Par ailleurs, on rappelle que la France n’a pas transposé l’article 80 de la directive (il ne s’agit que d’une option ouverte aux Etats membres). La France dispose en revanche d’un outil spécifique permettant d’assoir la TVA sur la valeur vénale. Cet outil est cependant limité aux ventes d’immeubles (les travaux immobiliers ne sont donc pas concernés) et ne peut être mis en œuvre que lorsque l’administration établit que la différence entre la valeur vénale et le prix stipulé dans l’acte résulte de la fraude ou de l’évasion fiscale.
Marchands de biens – importance de la qualification fiscale des travaux
Un arrêt rendu le 15 janvier 2013 par la CAA de Marseille rappelle l’importance de la qualification fiscale des travaux s’agissant d’une opération de marchand de biens.
Cette qualification permet de déterminer :
– l’engagement qui pourra utilement être pris lors de l’acquisition pour ramener les droits d’enregistrement de 5,09% à 0,715% (revendre dans les 5 ou 2 ans) ou 125 euros (construire dans les 4 ans),
– le taux de TVA sur les travaux de rénovation : 7% versus 19,60%,
– le régime de la revente : exonération de TVA sauf option versus taxation obligatoire sur le prix total au taux normal de 19,60%.
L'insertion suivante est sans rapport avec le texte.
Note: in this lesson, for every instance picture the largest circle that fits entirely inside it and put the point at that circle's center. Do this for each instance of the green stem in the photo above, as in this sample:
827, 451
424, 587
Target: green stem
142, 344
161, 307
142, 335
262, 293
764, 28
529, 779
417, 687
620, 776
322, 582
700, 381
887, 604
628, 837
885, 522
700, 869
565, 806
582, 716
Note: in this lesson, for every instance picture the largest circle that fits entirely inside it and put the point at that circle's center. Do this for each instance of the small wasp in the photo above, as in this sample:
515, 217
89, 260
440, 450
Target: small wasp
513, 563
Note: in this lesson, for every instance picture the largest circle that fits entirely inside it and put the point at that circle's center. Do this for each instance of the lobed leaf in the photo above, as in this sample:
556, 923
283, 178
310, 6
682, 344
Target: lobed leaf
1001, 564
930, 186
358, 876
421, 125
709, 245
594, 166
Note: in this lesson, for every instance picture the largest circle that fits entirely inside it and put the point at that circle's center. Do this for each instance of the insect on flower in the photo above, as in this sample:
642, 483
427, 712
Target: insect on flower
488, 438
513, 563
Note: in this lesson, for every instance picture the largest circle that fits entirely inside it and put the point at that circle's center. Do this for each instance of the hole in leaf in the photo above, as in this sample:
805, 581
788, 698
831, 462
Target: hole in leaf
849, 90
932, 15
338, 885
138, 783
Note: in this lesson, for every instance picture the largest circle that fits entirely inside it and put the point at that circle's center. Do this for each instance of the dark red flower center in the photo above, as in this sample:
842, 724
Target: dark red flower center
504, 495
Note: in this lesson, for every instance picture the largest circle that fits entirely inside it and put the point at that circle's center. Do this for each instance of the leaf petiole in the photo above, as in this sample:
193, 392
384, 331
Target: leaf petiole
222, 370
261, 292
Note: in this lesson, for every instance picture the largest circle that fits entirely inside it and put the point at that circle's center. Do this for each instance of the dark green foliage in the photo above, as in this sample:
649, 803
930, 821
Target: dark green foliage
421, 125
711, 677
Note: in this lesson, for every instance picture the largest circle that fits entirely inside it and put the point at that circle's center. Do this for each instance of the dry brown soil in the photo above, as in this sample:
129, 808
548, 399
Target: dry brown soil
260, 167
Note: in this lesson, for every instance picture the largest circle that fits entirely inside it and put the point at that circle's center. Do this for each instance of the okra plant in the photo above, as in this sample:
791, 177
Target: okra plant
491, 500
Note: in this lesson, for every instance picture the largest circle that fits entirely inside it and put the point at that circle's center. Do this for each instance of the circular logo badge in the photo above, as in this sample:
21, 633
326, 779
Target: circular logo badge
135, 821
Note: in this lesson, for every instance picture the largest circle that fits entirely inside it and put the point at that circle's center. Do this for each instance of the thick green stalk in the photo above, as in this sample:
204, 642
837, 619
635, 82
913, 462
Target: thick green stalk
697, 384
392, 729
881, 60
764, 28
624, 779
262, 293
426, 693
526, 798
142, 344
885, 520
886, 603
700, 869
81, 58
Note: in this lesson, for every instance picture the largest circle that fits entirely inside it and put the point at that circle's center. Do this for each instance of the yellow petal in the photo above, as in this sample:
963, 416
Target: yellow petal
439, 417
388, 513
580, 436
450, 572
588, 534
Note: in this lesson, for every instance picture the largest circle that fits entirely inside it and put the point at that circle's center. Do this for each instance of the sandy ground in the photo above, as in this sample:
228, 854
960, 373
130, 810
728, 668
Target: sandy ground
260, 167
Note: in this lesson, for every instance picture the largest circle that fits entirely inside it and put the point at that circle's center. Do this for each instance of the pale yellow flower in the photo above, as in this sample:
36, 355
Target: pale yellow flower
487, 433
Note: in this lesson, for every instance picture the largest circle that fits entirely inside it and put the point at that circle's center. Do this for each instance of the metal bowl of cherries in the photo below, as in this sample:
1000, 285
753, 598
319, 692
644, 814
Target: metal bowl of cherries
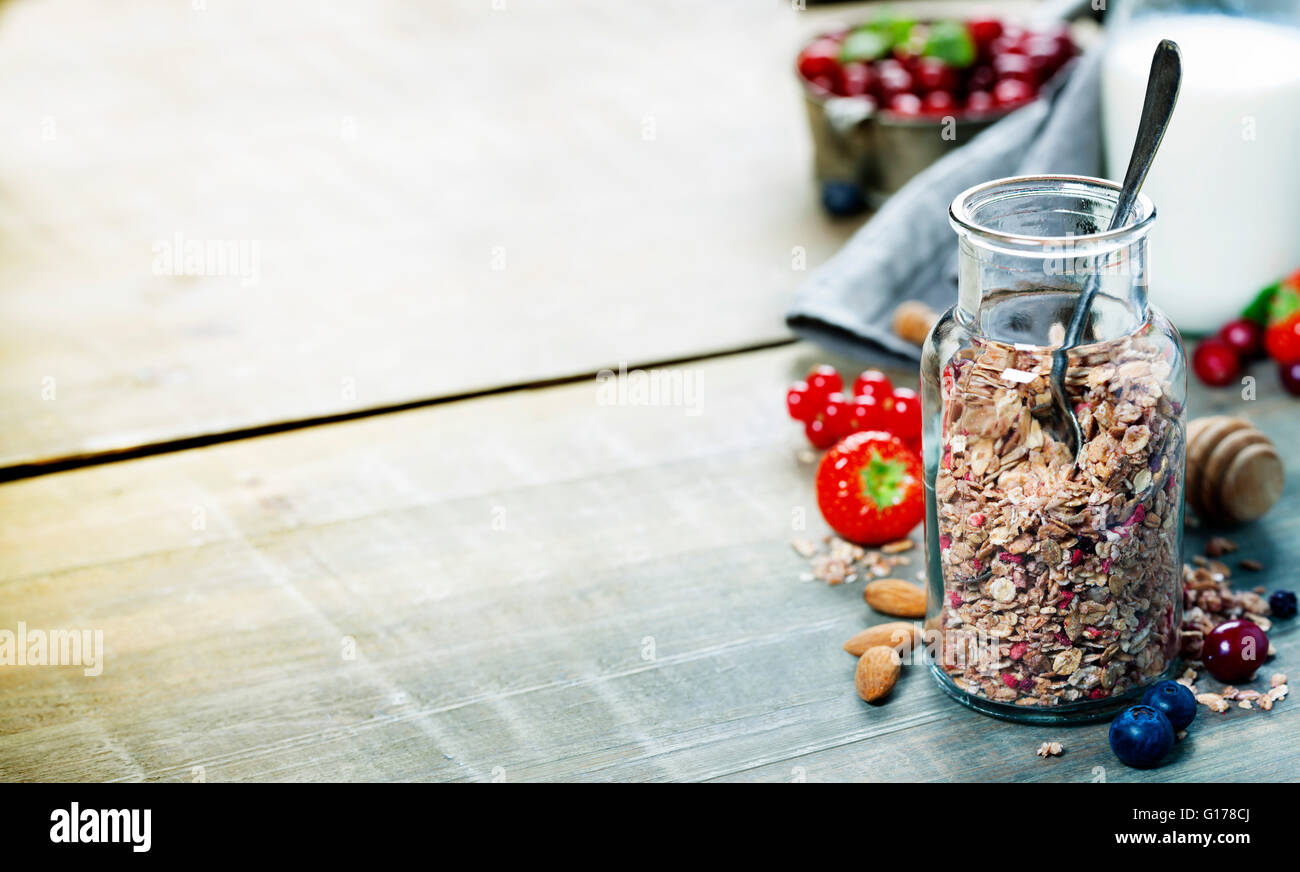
889, 96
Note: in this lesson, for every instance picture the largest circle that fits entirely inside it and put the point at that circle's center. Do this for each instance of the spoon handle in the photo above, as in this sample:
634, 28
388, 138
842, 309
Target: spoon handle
1157, 108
La qualification fiscale des travaux peut s’avérer délicate. L’obtention d’un rescrit permet alors de sécuriser l’analyse sous réserve que la demande contienne l’ensemble des informations nécessaires à l’analyse de l’administration fiscale.
Dans l’affaire soumise à la CAA de Marseille, le juge fiscal a confirmé le rappel de TVA opéré par l’administration fiscale qui après avoir considéré que les travaux conduisaient à un immeuble neuf, avait réclamé la différence entre la TVA sur le prix et la TVA sur marge encore applicable. Le marchand de biens invoquait un rescrit nominatif en sa faveur mais celui-ci s’est révellé inefficace, le juge ayant considéré la demande comme incomplète.
3ème LFR 2012 – réaménagement des taux de TVA – mesures transitoires en faveur des VEFA et des CCMI – enregistrement jusqu’au 28 décembre 2012 à minuit
L’article 68, II-C de la LFR2012 prévoit des mesures transitoires en faveur des VEFA et des contrats de construction de maisons individuelles. Ces mesures permettent de conserver le bénéfice du taux de 19.60% pour les versements effectués après le 1er janvier 2014 lorsque l’achèvement de l’immeuble intervient après cette date
Le bénéfice de ces mesures exigeait que le contrat préliminaire ou le contrat définitif soit enregistré chez un notaire ou auprès d’un service des impôts avant la date de promulgation de la LFR2012. Cette promulgation étant intervenue le 29 décembre 2012, cette mesure favorable ne concerne donc que les contrats enregistrés avant le 28 décembre 2012 à minuit.